Limited liabilities Companies and corporations are the leading corporate entities in the United States. Each business type offers more advantageous features for some companies than others.

Suppose you are a sole proprietor or partnership and wish to protect your business or personal assets, so forming an LLC or a corporation is appropriate. These two entities provide the owners with limited liability.

A corporation is also called a C-corp or C-corporation, while a limited liabilities corporation is also called an LLC. This blog navigates the differences between LLC and C-corp to help you determine which entity best suits your business needs.

What's LLC?

An LLC is a business structure incorporating some features of sole traders or partners, but it is a legal entity, like a corporation. Management and formation/tax structure are flexible, and LLCs are easy to set up and maintain overall.

The business income of an LLC is taxed collectively as 'pass-through income, ' implying that the income generated by an LLC goes through the members' income tax returns. However, LLCs can also be taxed, such as S-corps, which have passed through taxation, or C-corps, which are subject to double taxation.

Here are some LLC characteristics:

  1. LLC is a business entity that provides founders with limited liability protection. As a business owner, your personal assets are safeguarded, and liability for business obligations and debts is transferred to your business.
  2. LLC provides pass-through taxation, meaning founders pay personal income taxes from business income.

What's a C-corporation?

A C corporation is a company structure that ensures that the management and the business owners are separate entities or personalities or that they could be the same people. Ownership is recorded in units of shares, each of which has a specific amount of control over the business and its rights to the upside of that business. Owners are called shareholders.

Most well-known business establishments qualify as C corporations; one can hold stock in Google without being obligated to function at Google. This assumption of the possibility of the separation between control and ownership extends across the mechanics and regulations of C corporations. Delaware has a highly developed legal framework for corporate matters, making it more likely to get a predicted result in a litigation process.

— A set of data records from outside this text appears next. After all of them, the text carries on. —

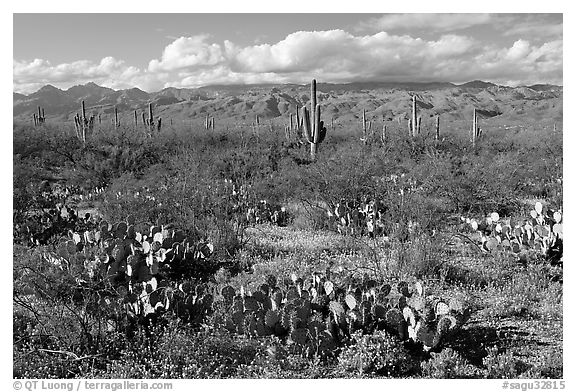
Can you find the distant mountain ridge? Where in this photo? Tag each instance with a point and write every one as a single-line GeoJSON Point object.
{"type": "Point", "coordinates": [389, 99]}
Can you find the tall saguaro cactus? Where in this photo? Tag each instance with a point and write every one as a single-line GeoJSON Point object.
{"type": "Point", "coordinates": [414, 117]}
{"type": "Point", "coordinates": [476, 131]}
{"type": "Point", "coordinates": [364, 138]}
{"type": "Point", "coordinates": [116, 121]}
{"type": "Point", "coordinates": [83, 124]}
{"type": "Point", "coordinates": [39, 118]}
{"type": "Point", "coordinates": [314, 128]}
{"type": "Point", "coordinates": [152, 125]}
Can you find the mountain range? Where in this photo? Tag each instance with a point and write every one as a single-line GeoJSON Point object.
{"type": "Point", "coordinates": [339, 101]}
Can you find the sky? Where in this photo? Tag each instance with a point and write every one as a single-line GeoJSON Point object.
{"type": "Point", "coordinates": [154, 51]}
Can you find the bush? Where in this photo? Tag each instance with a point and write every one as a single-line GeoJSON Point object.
{"type": "Point", "coordinates": [379, 354]}
{"type": "Point", "coordinates": [448, 364]}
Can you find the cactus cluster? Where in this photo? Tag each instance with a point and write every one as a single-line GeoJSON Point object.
{"type": "Point", "coordinates": [317, 315]}
{"type": "Point", "coordinates": [542, 232]}
{"type": "Point", "coordinates": [362, 218]}
{"type": "Point", "coordinates": [151, 271]}
{"type": "Point", "coordinates": [265, 212]}
{"type": "Point", "coordinates": [39, 118]}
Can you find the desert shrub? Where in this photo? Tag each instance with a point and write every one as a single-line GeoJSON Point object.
{"type": "Point", "coordinates": [448, 364]}
{"type": "Point", "coordinates": [502, 365]}
{"type": "Point", "coordinates": [178, 352]}
{"type": "Point", "coordinates": [379, 354]}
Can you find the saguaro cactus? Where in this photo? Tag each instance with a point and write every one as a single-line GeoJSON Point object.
{"type": "Point", "coordinates": [116, 121]}
{"type": "Point", "coordinates": [82, 124]}
{"type": "Point", "coordinates": [314, 128]}
{"type": "Point", "coordinates": [476, 131]}
{"type": "Point", "coordinates": [414, 117]}
{"type": "Point", "coordinates": [153, 126]}
{"type": "Point", "coordinates": [39, 118]}
{"type": "Point", "coordinates": [364, 138]}
{"type": "Point", "coordinates": [384, 135]}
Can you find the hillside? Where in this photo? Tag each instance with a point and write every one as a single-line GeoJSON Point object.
{"type": "Point", "coordinates": [342, 102]}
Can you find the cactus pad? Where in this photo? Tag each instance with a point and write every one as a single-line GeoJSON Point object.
{"type": "Point", "coordinates": [328, 287]}
{"type": "Point", "coordinates": [442, 308]}
{"type": "Point", "coordinates": [271, 318]}
{"type": "Point", "coordinates": [336, 308]}
{"type": "Point", "coordinates": [351, 301]}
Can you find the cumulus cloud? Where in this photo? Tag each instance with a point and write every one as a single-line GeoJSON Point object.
{"type": "Point", "coordinates": [188, 52]}
{"type": "Point", "coordinates": [109, 72]}
{"type": "Point", "coordinates": [329, 56]}
{"type": "Point", "coordinates": [428, 22]}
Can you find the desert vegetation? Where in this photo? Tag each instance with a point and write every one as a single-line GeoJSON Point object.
{"type": "Point", "coordinates": [296, 247]}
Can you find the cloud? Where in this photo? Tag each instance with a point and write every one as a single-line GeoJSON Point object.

Let's look into the primary characteristics of C-corp:

  1. C corporations offer limited liability to shareholders, meaning they're not held personally responsible for the company's liabilities.
  2. C corporations are taxed on corporate taxes based on their income generation and have separate returns with extensive requirements. The shareholders are taxed separately if the company distributes dividends or pays them a salary.

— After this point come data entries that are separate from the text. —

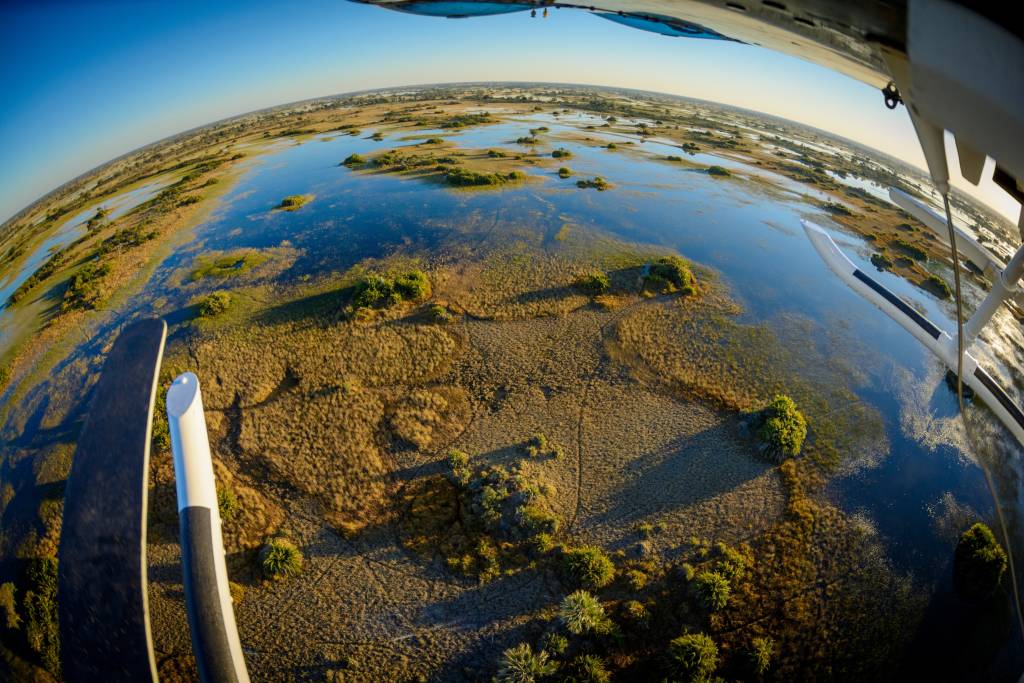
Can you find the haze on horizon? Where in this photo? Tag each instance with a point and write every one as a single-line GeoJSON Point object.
{"type": "Point", "coordinates": [91, 81]}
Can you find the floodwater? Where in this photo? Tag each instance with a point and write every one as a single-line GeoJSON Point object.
{"type": "Point", "coordinates": [65, 233]}
{"type": "Point", "coordinates": [749, 231]}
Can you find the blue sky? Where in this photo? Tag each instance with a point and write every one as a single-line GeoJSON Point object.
{"type": "Point", "coordinates": [86, 82]}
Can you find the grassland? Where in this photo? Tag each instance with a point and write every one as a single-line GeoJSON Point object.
{"type": "Point", "coordinates": [542, 446]}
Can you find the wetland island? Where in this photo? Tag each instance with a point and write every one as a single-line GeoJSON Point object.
{"type": "Point", "coordinates": [520, 383]}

LLC vs. C-corp: Similarities

They are recognized companies in the United States, and, in most cases, third parties, including the potential business partners and government, acknowledge both. However, this may not be similar in some countries, so the local equivalents of the LLCs may be at a disadvantage compared to the C corporations.

Like any business structure, both LLCs and C corporations intend to protect business owners and managers from the legal ramifications of the company's operations and financial obligations.

Both can sign contracts, acquire other firms or be owned by them, own many properties, use banking facilities, and run ventures.

Here are more similarities:

1. Assets and IP

The LLCs are common among the founders of side projects, small teams, and those who do not know what their business will be in the future. They can also cater to the business of a more significant entity, such as Basecamp, which started as an LLC and later changed to a C corporation company.

LLCs are convenient for side projects due to their monetary flexibility and members' independence. This makes it easy to transact money and IP between the members and LLC without entailing tax burdens that will be incurred in a C corporation, and minimal formalities are required.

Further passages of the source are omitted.